Não me será possível esclarecê-los em todos os períodos da história da
filosofia, tampouco é factível rastreá-los em cada um dos inúmeros filósofos
desde a antiguidade grega. Um recorte metodológico se impõe, portanto. Meu
critério para a análise será o racionalismo; em outras palavras, estarão sob
escopo da análise filósofos que ou a historiografia situa como percursores da
tradição racionalista (Sócrates, Platão e Aristóteles) ou que são, na condição
de herdeiros dessa tradição, considerados pertencentes a uma “escola”
racionalista (Descartes e Espinosa). Veremos como a razão se definiu e foi pensada
na Grécia antiga, a partir, sobretudo, de Sócrates/Platão e Aristóteles. No segundo
texto, em que me debruço sobre o conceito de Deus na filosofia cristã e na
questão da fé, detenho-me na discussão sobre o papel da razão frente à fé e de
seu lugar nessa filosofia. No terceiro texto, abordo o significado da razão num
confronto entre o racionalismo cartesiano e o racionalismo espinosista. No
quarto texto, concentro-me na discussão do estatuto sociológico e antropológico
do mito e sua relação com a razão.
Tome-se, pois, a
questão inicial: o que é a razão? Espero, no curso que me levará a
respondê-la, demonstrar por que é sempre um risco renunciar a ela.
1. A polissemia do Lógos
A palavra lógos vem do verbo
grego légo (cujo infinitivo é légein). Légo significa: 1)
reunir, recolher, colher, contar, enumerar, calcular; 2) narrar, pronunciar,
proferir, falar, dizer, declarar, anunciar, nomear claramente, discutir; 3)

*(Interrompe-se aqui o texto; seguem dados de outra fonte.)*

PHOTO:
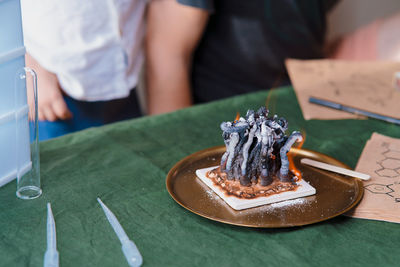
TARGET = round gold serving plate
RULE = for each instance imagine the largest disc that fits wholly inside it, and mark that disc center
(336, 194)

pensar, refletir, ordenar; 4) querer dizer, significar, falar como orador,
contar, escolher; 5) ler em voz alta, recitar, fazer dizer. Lógos é
palavra, o que se diz, sentença, conversa, máxima, discurso; é também pensar,
inteligência, razão, faculdade de raciocinar, fundamento, causa,
princípio, razão de ser de uma coisa, argumento, exercício da razão. Em
síntese, pode-se dizer que logos reune em si quatro domínios de
significado: o da linguagem; o do pensamento e razão; o da norma, medida,
regra; e o do ser ou essência de uma coisa.
Como se depreende da discriminação dos
diversos significados da palavra logos, para os antigos gregos, pensar,
dizer e ser são a mesma coisa. O verbo légo, donde provém logos, carreia a ideia de linguagem como
o que reúne e conta; a ideia de falar como reunir sons; a de ler e escrever
como reunir e contar letras. Como razão e pensamento, légo significa
reunir ideias; e como sinônimo de raciocinar, légo é calcular
sobre as coisas.
A tradição grega,
na esteira de Sócrates, Platão e Aristóteles, atribuiu à razão o estatuto de
faculdade mental superior, de inteligência conceitual. Na verdade, a razão
definida como faculdade da alma humana encontra raízes no pensamento de
Pitágoras. Pitágoras já dividia a alma humana em duas partes: uma racional e
outra irracional. A parte racional é incorruptível. Essa mesma distinção
encontraremos na filosofia aristotélica. Comecemos, contudo, por Sócrates.
Para Sócrates,
todas as contradições e todas as incertezas dos sofistas decorriam do fato de
eles terem se ocupado dos problemas do homem sem que determinassem, de maneira
correta, a essência do homem. À questão que é o homem?, Sócrates responde
inequivocamente: o homem é a sua alma (psyché), visto que a
alma é o que o distingue de todas as outras coisas. Ninguém antes de Sócrates
entendeu por alma aquilo que ele entendeu. Para Sócrates, a alma é a nossa
consciência pensante, a nossa razão; é a sede de nossa atividade de
pensamento. A alma é o eu consciente, é a personalidade intelectual e moral do
homem. Consoante ensina Reale (2009, p. 93), coube a Sócrates dar origem à
tradição moral e intelectual da qual a Europa se tornou herdeira. Toda a
filosofia socrática pode ser resumida nessas fórmulas convergentes:
1) conhecer a si mesmo e 2) cuidar de si mesmo. Conhecer a si
mesmo não é conhecer o próprio nome nem o próprio corpo, mas examinar o
interior de si mesmo e a própria alma. Cuidar de si mesmo não é cuidar do
próprio corpo, mas cuidar da própria alma. Sócrates acreditava estar investido
de uma tarefa por Deus: ensinar os homens a conhecer e cuidar de si
mesmos.
Sócrates,
no Protágoras de Platão, era apresentado como médico da alma.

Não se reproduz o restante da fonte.